Referring to figure 7 (and figure 8) and according to the specific implementation, each pair of first and second magnets 16, 17 comprises a respective annular magnetic body having a generally ring-shaped configuration. As will be appreciated, according to further embodiments, each magnet 16, 17 may be formed from a plurality of individual rod or bar magnets (arranged in an annular array around axis 45) with each rod or bar aligned such that their respective north and south poles are orientated as illustrated in figure 7 and 8.
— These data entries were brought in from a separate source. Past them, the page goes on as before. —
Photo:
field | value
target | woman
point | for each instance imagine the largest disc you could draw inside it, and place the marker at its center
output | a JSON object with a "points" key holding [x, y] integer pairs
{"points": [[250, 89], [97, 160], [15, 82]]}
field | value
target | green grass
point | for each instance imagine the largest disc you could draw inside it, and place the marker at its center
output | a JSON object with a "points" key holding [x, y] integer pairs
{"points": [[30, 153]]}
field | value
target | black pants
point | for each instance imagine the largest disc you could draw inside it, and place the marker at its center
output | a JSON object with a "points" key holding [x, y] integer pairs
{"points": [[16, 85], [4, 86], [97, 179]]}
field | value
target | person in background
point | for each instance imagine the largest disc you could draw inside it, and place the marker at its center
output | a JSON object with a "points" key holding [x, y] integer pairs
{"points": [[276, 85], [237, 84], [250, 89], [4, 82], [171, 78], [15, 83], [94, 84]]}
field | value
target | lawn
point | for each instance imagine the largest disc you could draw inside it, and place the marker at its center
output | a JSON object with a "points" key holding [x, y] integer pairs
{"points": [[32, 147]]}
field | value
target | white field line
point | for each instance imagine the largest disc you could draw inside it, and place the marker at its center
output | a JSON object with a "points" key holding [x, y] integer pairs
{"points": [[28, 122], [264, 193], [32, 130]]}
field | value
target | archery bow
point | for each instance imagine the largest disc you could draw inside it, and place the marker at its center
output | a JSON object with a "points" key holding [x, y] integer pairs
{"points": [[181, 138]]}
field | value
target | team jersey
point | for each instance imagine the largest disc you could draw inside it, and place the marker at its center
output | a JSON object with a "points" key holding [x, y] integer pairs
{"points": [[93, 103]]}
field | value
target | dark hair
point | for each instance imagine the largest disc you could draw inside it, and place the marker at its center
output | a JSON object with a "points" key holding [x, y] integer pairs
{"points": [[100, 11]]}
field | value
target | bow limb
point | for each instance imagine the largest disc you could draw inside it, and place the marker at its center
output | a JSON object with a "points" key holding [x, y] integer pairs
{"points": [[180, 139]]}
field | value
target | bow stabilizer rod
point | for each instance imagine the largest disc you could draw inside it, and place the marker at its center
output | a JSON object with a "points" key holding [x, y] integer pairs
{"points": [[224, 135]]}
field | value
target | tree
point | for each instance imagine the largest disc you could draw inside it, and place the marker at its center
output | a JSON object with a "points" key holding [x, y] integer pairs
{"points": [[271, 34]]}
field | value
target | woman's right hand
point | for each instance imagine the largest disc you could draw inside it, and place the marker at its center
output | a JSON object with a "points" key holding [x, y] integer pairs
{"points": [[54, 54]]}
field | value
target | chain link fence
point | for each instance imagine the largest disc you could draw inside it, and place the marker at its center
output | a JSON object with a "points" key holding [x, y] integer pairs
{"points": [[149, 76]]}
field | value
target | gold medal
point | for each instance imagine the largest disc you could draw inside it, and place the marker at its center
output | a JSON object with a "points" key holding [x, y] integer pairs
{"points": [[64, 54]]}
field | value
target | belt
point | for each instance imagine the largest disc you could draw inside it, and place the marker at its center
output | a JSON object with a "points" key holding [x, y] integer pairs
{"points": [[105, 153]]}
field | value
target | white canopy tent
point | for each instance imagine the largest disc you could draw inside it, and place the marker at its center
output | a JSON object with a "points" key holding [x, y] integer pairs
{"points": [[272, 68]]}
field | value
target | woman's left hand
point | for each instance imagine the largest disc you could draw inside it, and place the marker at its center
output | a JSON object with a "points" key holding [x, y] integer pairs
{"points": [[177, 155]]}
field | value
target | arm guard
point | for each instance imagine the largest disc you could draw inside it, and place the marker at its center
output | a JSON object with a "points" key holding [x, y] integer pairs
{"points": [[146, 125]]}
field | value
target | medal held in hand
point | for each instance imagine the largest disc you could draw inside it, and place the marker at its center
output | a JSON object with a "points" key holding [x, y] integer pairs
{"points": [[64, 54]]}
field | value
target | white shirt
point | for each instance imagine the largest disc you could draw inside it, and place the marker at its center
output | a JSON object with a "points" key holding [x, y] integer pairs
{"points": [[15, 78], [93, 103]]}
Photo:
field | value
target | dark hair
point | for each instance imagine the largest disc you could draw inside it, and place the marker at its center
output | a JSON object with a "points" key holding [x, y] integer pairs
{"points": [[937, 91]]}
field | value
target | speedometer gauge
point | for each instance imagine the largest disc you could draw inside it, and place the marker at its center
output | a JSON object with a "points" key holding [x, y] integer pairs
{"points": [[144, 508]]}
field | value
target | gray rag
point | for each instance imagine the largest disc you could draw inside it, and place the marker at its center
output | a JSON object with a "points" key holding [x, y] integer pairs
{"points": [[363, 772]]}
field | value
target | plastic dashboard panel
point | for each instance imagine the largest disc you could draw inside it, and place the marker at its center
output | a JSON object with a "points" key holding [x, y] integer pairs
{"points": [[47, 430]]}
The pair of first magnets 16a, 16b positioned respectively at either side of outer annular electrode 15 is configured to generate a primary magnetic circuit having flux or field lines 56a that extend within the plasma chamber 44 (figure 3). The orientation of the north and south poles of magnets 16a, 16b are configured such that flux lines 56a in the plasma region 50 extend parallel or generally parallel to longitudinal axis 45 and also perpendicular or generally perpendicular to the common electrode plane 47. Regions of the flux lines 56 outside or in close proximity to plasma chamber 44, are also aligned parallel or nearly parallel with axis 45. Such a configuration is achieved as first primary magnet 16a comprises a north pole surface 52 positioned furthest from annular electrode 15 and a corresponding south pole face 53 positioned facing electrode 15. Similarly, a north pole 61 of primary magnet 16b is positioned facing electrode 15 whilst the opposite south pole surface 62 is orientated away from electrode 15. Similarly, and referring to the pair of secondary magnets 17a, 17b, a south pole face 63 of magnet 17a is orientated away from plasma chamber 44 whilst a corresponding north pole face 64 is orientated to be facing towards plasma chamber 44 and common electrode plane 47. The opposite secondary magnet 17b comprises a corresponding north pole face 65 orientated to be facing inwardly into the plasma chamber 44 and common electrode plane 47 whilst the opposite north pole face 66 is orientated away from plasma chamber 44. Accordingly, in the direction of longitudinal axis 45 and from left to right of figure 7, the orientation of the poles of the primary magnets 16a, 16b is N-S N-S and the orientation of the poles of the secondary magnets 17a, 17b in the direction of longitudinal axis 45 is S-N S-N. As will be appreciated, the alternate configuration of the poles of primary magnets 16a, 16b could be S-N S-N and for the secondary magnets 17a, 17b, N-S N-S.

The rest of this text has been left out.